Re: perf events ring buffer memory barrier on powerpc
From: Oleg Nesterov <oleg@redhat.com>
Date: 2013-10-28 20:17:12
Also in:
lkml
On 10/28, Paul E. McKenney wrote:
On Mon, Oct 28, 2013 at 02:26:34PM +0100, Peter Zijlstra wrote:quoted
--- linux-2.6.orig/kernel/events/ring_buffer.c +++ linux-2.6/kernel/events/ring_buffer.c@@ -87,10 +87,31 @@ static void perf_output_put_handle(struc goto out; /* - * Publish the known good head.
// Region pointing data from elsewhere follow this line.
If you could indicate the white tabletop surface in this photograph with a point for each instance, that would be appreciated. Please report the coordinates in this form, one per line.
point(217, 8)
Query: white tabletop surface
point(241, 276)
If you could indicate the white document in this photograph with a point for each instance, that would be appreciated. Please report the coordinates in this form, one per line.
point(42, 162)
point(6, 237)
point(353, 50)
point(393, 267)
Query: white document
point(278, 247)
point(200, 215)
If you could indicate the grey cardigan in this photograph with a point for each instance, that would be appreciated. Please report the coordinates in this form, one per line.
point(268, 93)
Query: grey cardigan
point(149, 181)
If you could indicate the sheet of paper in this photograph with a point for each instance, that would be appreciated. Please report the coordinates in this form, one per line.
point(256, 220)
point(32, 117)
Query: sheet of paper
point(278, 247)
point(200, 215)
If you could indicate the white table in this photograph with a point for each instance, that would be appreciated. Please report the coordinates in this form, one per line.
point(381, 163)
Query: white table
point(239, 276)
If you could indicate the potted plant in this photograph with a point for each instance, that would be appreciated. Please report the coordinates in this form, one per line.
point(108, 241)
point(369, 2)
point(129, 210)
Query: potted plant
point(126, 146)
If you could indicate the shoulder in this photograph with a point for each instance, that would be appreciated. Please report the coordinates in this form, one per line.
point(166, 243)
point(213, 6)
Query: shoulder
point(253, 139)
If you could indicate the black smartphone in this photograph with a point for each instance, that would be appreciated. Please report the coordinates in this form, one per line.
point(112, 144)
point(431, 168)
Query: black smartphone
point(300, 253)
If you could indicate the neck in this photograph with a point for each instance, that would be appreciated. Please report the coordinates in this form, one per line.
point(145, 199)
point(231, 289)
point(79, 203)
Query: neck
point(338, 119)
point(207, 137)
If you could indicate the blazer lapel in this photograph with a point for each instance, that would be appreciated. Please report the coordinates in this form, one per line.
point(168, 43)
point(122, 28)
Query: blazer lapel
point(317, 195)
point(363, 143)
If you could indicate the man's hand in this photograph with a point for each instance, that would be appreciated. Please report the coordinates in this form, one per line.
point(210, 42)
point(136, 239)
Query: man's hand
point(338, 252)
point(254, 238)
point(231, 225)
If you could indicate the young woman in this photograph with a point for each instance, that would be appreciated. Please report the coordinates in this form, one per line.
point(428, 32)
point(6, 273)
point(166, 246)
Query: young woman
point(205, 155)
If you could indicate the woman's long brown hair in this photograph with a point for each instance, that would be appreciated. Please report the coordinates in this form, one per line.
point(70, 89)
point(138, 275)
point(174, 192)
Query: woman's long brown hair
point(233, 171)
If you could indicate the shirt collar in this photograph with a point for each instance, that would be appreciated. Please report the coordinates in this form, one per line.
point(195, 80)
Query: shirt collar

Rely on the full barrier implied - * by atomic_dec_and_test() order the rb->head read and this - * write. + * Since the mmap() consumer (userspace) can run on a different CPU: + * + * kernel user + * + * READ ->data_tail READ ->data_head + * smp_rmb() (A) smp_rmb() (C)Given that both of the kernel's subsequent operations are stores/writes, doesn't (A) need to be smp_mb()?
Yes, this is my understanding^Wfeeling too, but I have to admit that
I can't really explain to myself why _exactly_ we need mb() here.
And let me copy-and-paste the artificial example from my previous
email,
bool BUSY;
data_t DATA;
bool try_to_get(data_t *data)
{
if (!BUSY)
return false;
rmb();
*data = DATA;
mb();
BUSY = false;
return true;
}
bool try_to_put(data_t *data)
{
if (BUSY)
return false;
mb(); // XXXXXXXX: do we really need it? I think yes.
DATA = *data;
wmb();
BUSY = true;
return true;
}
(just in case, the code above obviously assumes that _get or _put
can't race with itself, but they can race with each other).
Could you confirm that try_to_put() actually needs mb() between
LOAD(BUSY) and STORE(DATA) ?
I am sure it actually needs, but I will appreciate it if you can
explain why. IOW, how it is possible that without mb() try_to_put()
can overwrite DATA before try_to_get() completes its "*data = DATA"
in this particular case.
Perhaps this can happen if, say, reader and writer share a level of
cache or something like this...
Oleg.